調査地域全体の基盤深度(第5層上面深度)の把握に関しては、各種調査(深層ボーリング、反射法地震探査、微動アレー探査)から深度が得られている箇所の間を補完するために重力データを用いた。
本調査地域の重力探査データは、地質調査所発行「山形地域重力異常図(ブーゲ異常図)」(1991)としてまとめられている。平成15年度調査では、この重力異常図の全ブーゲ異常値を数値化し、二次傾向面を求めた後、それを全ブーゲ異常値から取り除くことにより二次残差ブーゲ異常値を得た。図4.1.3.1に調査地域周辺の二次残差ブーゲー異常図を示す。
重力データの解析では、各種調査によって第5層上面標高が得られている地点と同位置における二次残差ブーゲ異常値との相関関係を把握するための回帰分析を行った。
図4.1.3.2は、深層ボーリングや反射法地震探査から得られた第5層上面標高と、その位置における二次残差ブーゲー異常値をプロットしたものである。第5層上面の標高値は、反射法地震探査データ各測線の解釈結果から500m間隔で読み取った。図4.1.3.2中の多角形で囲んだ部分は、調査地域南部の名取市、岩沼市を含む地域で、二次残差ブーゲ異状の低重力異常が示された範囲である。この地域の第5層上面標高と二次残差ブーゲー異常値は、明らかに他の地点のデータと異なったグループに属しているため、回帰分析には使用していない。この範囲の第5層上面標高については、比較的高密度に実施されている反射法地震探査結果(SK87−2測線〜SK87−5測線)に加え、微動アレー探査結果及び非公開のボーリングデータから求めることにした。多角形で囲まれた範囲のデータを除いて求めた二次残差ブーゲー異常と第5層上面標高の関係式は、各種調査の密度が粗い地域におけるデータ内挿時に用いることにした。
回帰分析の結果、第5上面標高(H)と二次残差ブーゲー異常(BG)との間には、次式で示す相関があることが分かった(図4.1.3.2に示した赤点線)。
H = 39.5 × BG−780 (相関係数:0.847)
調査地域南部を除けばブーゲ異常値と基盤標高との間には、比較的良好な相関関係が認められることから、以下に示す手順(図4.1.3.3参照)により、第5層上面標高分布を求めた。
各種調査(深層ボーリング、反射法地震探査、微動アレー探査)の結果から求めた第5層上面標高を基準点として扱い、これらをコントロールポイントとした。
第5層上面標高(H)とブーゲ異常(BG)との関係は、回帰分析結果である1次式:
H = 39.5 × BG−780
で近似できるものとした。この相関式から求めた第5層上面標高を重力換算基盤標高と呼ぶこととする。この段階では、この計算値と
のコントロールポイントでの第5層上面標高との間には差異がある。
各コントロールポイントでの第5層上面標高と
の1次式で推定された第5層上面標高との差を求め、その平面分布を求める。これを標高残差と呼ぶこととする。

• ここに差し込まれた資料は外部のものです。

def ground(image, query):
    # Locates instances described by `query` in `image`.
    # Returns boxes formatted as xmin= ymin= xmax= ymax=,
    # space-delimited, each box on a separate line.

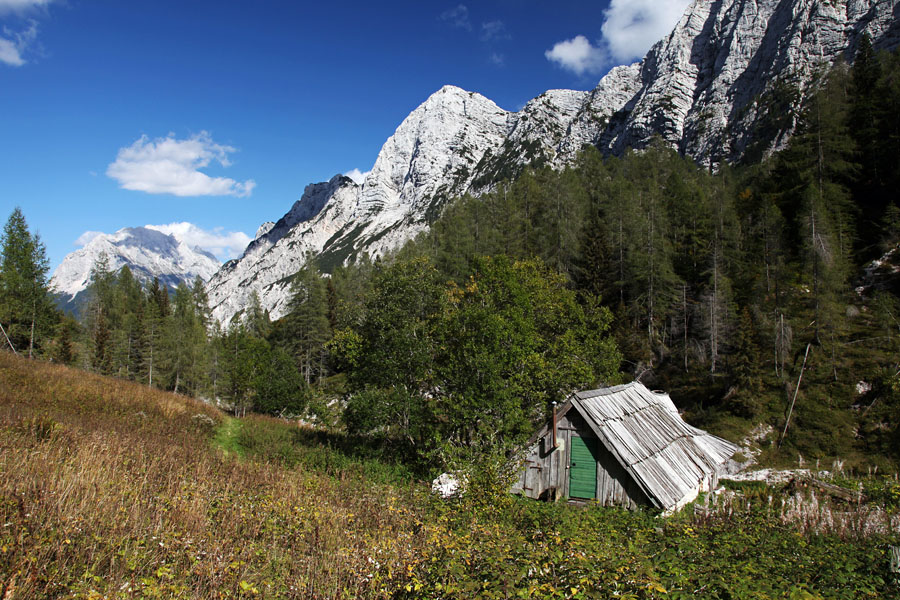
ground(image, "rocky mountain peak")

250mメッシュの各グリッド点における重力換算基盤標高に標高残差を加えることにより、各コントロールポイントにおける第5層上面標高が観測値に等しくなるとともに、コントロールポイント間の第5層上面標高は、重力データを反映したものになる(図4.1.3.4)。
上記手順で作成した重力換算基盤標高を図4.1.3.5に、これにコントロールポイントとクリギングによる標高残差を用いて補正したものを図4.1.3.6に示す。なお、コントロールポイントには、地質図で基盤が露頭している箇所も含めている。
本解析結果は、相関の傾向が異なる調査地域南部を除く調査地域のうち、物理探査を実施できなかった調査地域山間部において、第5層上面標高の推定に用いることが可能であると考えられる。しかし、この方法で推定した第5層上面標高には、図4.1.3.2に示した赤点線とコントロールデータとの差から分かるように、相関解析における残差に、大きいところでは200m程度の誤差を含むことが見込まれることを考慮する必要がある。また、図4.1.3.6では、既知の地質情報である高館ハーフグラーベンや小豆島とう曲などが表現できていない。これは、重力データの測定密度やその他の調査から得られるコントロールポイントの不足及びメッシュサイズ等に起因するものである。今後の調査で明らかになるであろうコントロールデータの追加と、構造急変箇所のメッシュサイズの極小化により表現できると期待される。